The intelligence community and the Defense Department have for years worked together to execute counterterrorism strikes in Afghanistan — part of a longstanding push to put the authority for drone strikes under military command under the theory that there would be more accountability and transparency surrounding civilian deaths. But the flow of information and decision-making between the two organizations sometimes hits the air gap between institutions, and in any event, the CIA and the Defense Department operate under different standards for executing strikes of this nature.
Some former intelligence officials take it a step further, claiming that CIA drone strikes kill far fewer civilians that the military’s — but the agency’s figures aren’t public, and outside groups that track drone strike casualties say the US military routinely undercounts its collateral deaths, making an accurate comparison difficult to draw.
The Biden administration insists that it has the tools to carry out successful “over the horizon” missions. McKenzie on Friday argued that the failure of the Aug. 29 strike was not predictive of the challenges of “over the horizon.”
“This was a self-defense strike based on an imminent threat to attack us,” McKenzie said. “That is not the way we would strike in an (over the horizon) mission” — because the standards would be higher for conducting such a strike, he said, and “we’ll have a lot more opportunity probably than we had under this extreme time pressure to take a look at the target.”
But sources tell CNN the Biden administration is still grappling with the mechanics of how it will structure the counterterrorism mission in Afghanistan going forward.
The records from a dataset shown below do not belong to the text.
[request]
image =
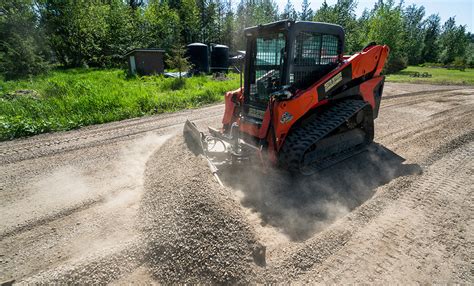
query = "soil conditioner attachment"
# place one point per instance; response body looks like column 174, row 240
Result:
column 304, row 105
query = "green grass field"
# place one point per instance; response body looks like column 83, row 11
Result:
column 64, row 100
column 438, row 76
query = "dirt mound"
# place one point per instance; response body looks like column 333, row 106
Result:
column 193, row 228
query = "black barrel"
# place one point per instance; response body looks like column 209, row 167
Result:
column 219, row 58
column 198, row 55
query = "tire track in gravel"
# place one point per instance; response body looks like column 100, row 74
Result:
column 373, row 243
column 405, row 243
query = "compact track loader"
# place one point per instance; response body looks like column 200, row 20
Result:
column 303, row 106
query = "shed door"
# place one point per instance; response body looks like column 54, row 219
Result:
column 133, row 67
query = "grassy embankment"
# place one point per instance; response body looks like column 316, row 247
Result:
column 438, row 76
column 64, row 100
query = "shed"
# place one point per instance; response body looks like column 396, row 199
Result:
column 145, row 61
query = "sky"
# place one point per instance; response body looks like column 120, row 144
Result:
column 462, row 9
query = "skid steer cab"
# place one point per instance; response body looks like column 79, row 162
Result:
column 304, row 105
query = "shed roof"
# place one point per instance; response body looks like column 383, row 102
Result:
column 152, row 50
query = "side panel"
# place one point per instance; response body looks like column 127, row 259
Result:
column 348, row 76
column 231, row 100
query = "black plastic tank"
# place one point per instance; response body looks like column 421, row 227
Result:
column 198, row 55
column 219, row 58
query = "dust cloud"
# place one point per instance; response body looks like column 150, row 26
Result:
column 300, row 206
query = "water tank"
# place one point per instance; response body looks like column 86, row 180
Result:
column 219, row 58
column 198, row 55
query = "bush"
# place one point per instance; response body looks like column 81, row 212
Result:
column 395, row 63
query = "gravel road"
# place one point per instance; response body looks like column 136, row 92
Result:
column 126, row 202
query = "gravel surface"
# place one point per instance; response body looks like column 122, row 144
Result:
column 194, row 230
column 122, row 203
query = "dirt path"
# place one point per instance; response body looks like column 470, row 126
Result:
column 70, row 204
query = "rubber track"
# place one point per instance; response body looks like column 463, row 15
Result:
column 304, row 137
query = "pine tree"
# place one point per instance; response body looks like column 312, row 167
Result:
column 306, row 13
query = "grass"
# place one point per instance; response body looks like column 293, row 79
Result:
column 438, row 76
column 69, row 99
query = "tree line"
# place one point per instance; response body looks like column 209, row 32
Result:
column 38, row 34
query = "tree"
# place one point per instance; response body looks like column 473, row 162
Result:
column 178, row 60
column 453, row 41
column 251, row 13
column 342, row 13
column 289, row 11
column 413, row 28
column 76, row 31
column 22, row 50
column 160, row 26
column 432, row 31
column 306, row 13
column 385, row 26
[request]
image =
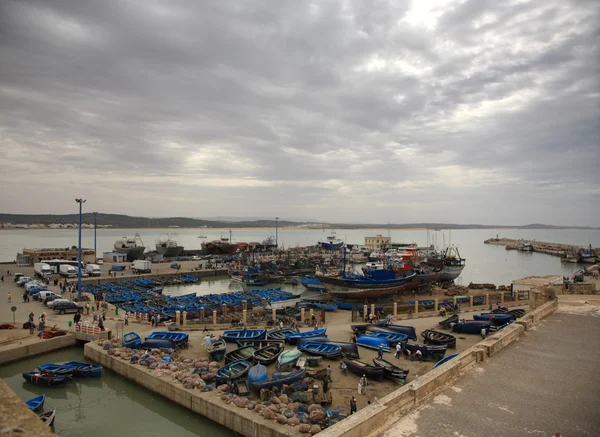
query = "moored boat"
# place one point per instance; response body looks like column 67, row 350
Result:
column 43, row 378
column 373, row 342
column 232, row 371
column 322, row 349
column 36, row 404
column 288, row 358
column 279, row 379
column 234, row 335
column 242, row 353
column 293, row 338
column 444, row 360
column 268, row 354
column 391, row 371
column 217, row 350
column 361, row 368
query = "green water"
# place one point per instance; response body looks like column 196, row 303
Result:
column 107, row 406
Some intelligence officials privately belittle “over the horizon” in Afghanistan as “over the rainbow.”
Building a strike
For eight hours on August 29, intelligence officials tracked the movements of Zemari Ahmadi, a longtime worker for a US aid group, based on a tenuous connection to ISIS-K: Ahmadi had a short interaction with people in what the military believed was an ISIS safe house.
That flimsy clue led military commanders to misinterpret Ahmadi’s movements over the course of a relatively normal day. They watched him load water jugs into the back of the car to bring home and believed they were explosives. What military commanders insisted was a large secondary explosion after the Hellfire hit the Corolla — indicating, senior leaders believed, explosives in the trunk — was actually more likely a propane tank located behind the parked car.
Military commanders did not know Ahmadi’s identity when they began tracking his movements.
“We now know that there was no connection between Mr. Ahmadi and ISIS-Khorasan, that his activities on that day were completely harmless and not at all related to the imminent threat we believed we faced, and that Mr. Ahmadi was just as innocent a victim as were the others tragically killed,” Defense Secretary Lloyd Austin said in a statement.
For weeks after the strike, senior military leaders have publicly and privately defended the strike and the intelligence it was based on. Joint Chiefs Chairman Gen. Mark Milley told reporters the strike was “righteous.” The Pentagon insisted that there was a large, secondary explosion that could only have been caused by explosives in the trunk of the car, and that secondary explosion was the cause of the high civilian casualty rate.
In the end, almost everything they asserted turned out to be false.
McKenzie on Friday rejected the notion that the mission was a “complete and utter failure.”
“This particular strike was certainly a terrible mistake and we certainly regret that, and I’ve been very clear that we take full responsibility for it. At the same time, we were carrying out a number of complex operations designed to defend ourselves,” McKenzie said. “So while I agree… this strike certainly did not come up to our standards… I would not qualify the entire operation in those terms.”